Como você vê a interferência da indústria do tabaco nas questões que envolvem o direito fundamental à saúde do cidadão?
Para justificar a não adoção de medidas restritivas ao uso do cigarro, a indústria criou um mito de que o tabaco gera riquezas e vive desse mito. Embora o tabaco tenha papel de destaque na economia brasileira, já que o país é um dos maiores produtores e exportadores do produto e é um produto altamente tributado, há um grande equívoco nessa consideração – o tabaco não se constitui em fonte de riqueza para o ser humano, pelo contrário, seus custos para a saúde das pessoas são desastrosos e os custos para o Estado são reais.
Na tese de doutorado, abordei outras estratégias usadas pela indústria durante o século XX, como as conclusões apresentadas na obra “Merchants of Doubt – How a Handful of Scientists Obscured the Truth on Issues from Tobacco Smoke to Global Warming”, que demonstra que o objetivo da indústria do cigarro era patrocinar pesquisas científicas a seu favor para lançar a dúvida na ligação tabaco-câncer.
A liberdade de escolha da indústria do tabaco é bem sintetizada pelo cientista Robert Proctor, da Universidade de Stanford, na Califórnia, quando defende que seria errado colocar ênfase demais no conhecimento ou na sua ausência.
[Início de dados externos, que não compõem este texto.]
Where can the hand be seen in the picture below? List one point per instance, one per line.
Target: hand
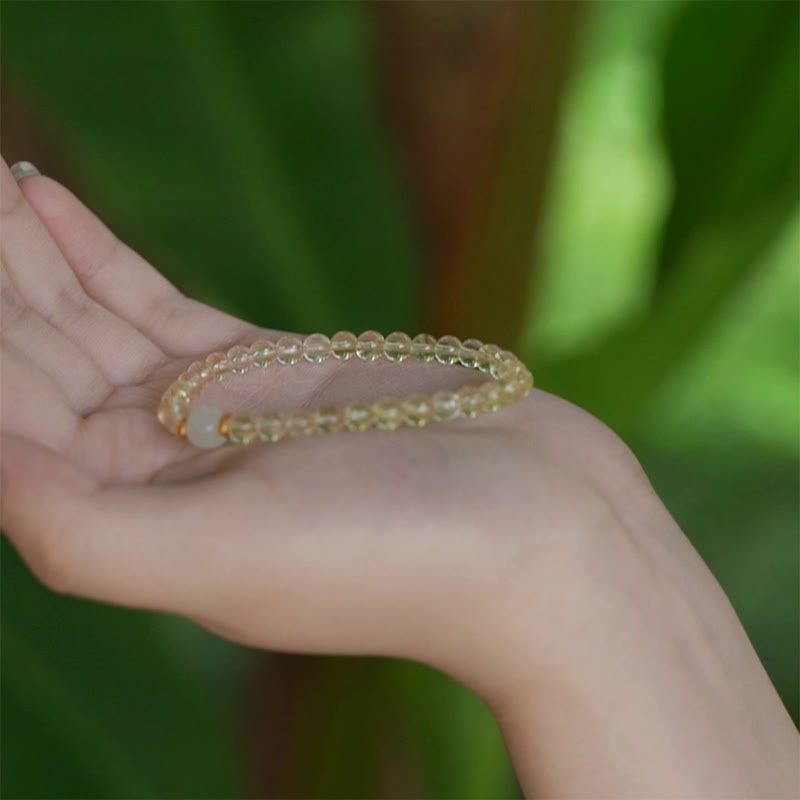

A soberania do consumidor tão frequentemente santificada pelos economistas coloca toda a responsabilidade pela morte – ou o abandono do tabaco – na escolha do consumidor, dando a indústria um passe livre. Nós temos a tendência de esquecer que os fabricantes de cigarro também têm escolhas, que são as de manter a nicotina no tabaco fomentando o vício, tirando os fumantes a sua capacidade de fazer uma livre escolha.
Qual o caminho para a saúde pública avançar nos temas que envolvem a judicialização das políticas de controle do tabaco?
Como a informação é o pressuposto da escolha livre e consciente do consumidor, não basta informar, é preciso informar claramente, informar todas as características do produto e os efeitos decorrentes do consumo, bem como, ao informar, passar a confiança de que a informação corresponde à veracidade, ou seja, passar credibilidade. Isso é o que eu chamo de “tripé informacional”.
Para que a saúde pública possa avançar nesse tema há a necessidade de conscientização da população, em todas as esferas, pelo Executivo, pelo Legislativo, pelo Judiciário, mas também pelo próprio fabricante e pela sociedade civil. Essa conscientização deve passar pela ideia de que o consumo de tabaco é um assunto que exige conhecimento específico e que não pode prevalecer o “senso comum” ou a mera crença de que “faz mal à saúde” e de que se trata de um assunto que todos nós já conhecemos! Gosto muito da frase de Robert Proctor, que diz: “A ignorância é a semente, a morte é a colheita”. Não deixemos mais que essa semente seja plantada pela indústria de cigarros!
Quais os objetivos do grupo de estudo que está sendo criado no Mackenzie para tratar do tema e quem pode participar?
O objetivo é promover pesquisas e debates no campo do Direito Político e Econômico e disciplinas afins, numa proposta de reflexão crítica a respeito dos instrumentos políticos e jurídicos de controle do tabagismo e dos direitos fundamentais dos cidadãos. A ideia é alcançar como resultado a publicação e concretização das pesquisas realizadas, seja sob a forma de artigos científicos, seja sob a forma de monografias ou livros, de forma interdisciplinar, estabelecendo parcerias com outras unidades da Mackenzie, além da organização de seminários e simpósios sobre o tema.
Podem participar alunos da Faculdade de Direito do Mackenzie, que estejam, no mínimo, no 4º semestre do curso, até alunos de 9ª etapa, ou seja, último ano. Além desses alunos, poderão participar alunos de outras unidades do Mackenzie, como alunos da área da psicologia e saúde. A Universidade é o espaço ideal para o crescimento das discussões e projetos a respeito de assuntos, que, como o tabagismo, demandam uma atuação conjunta da sociedade civil e do Estado.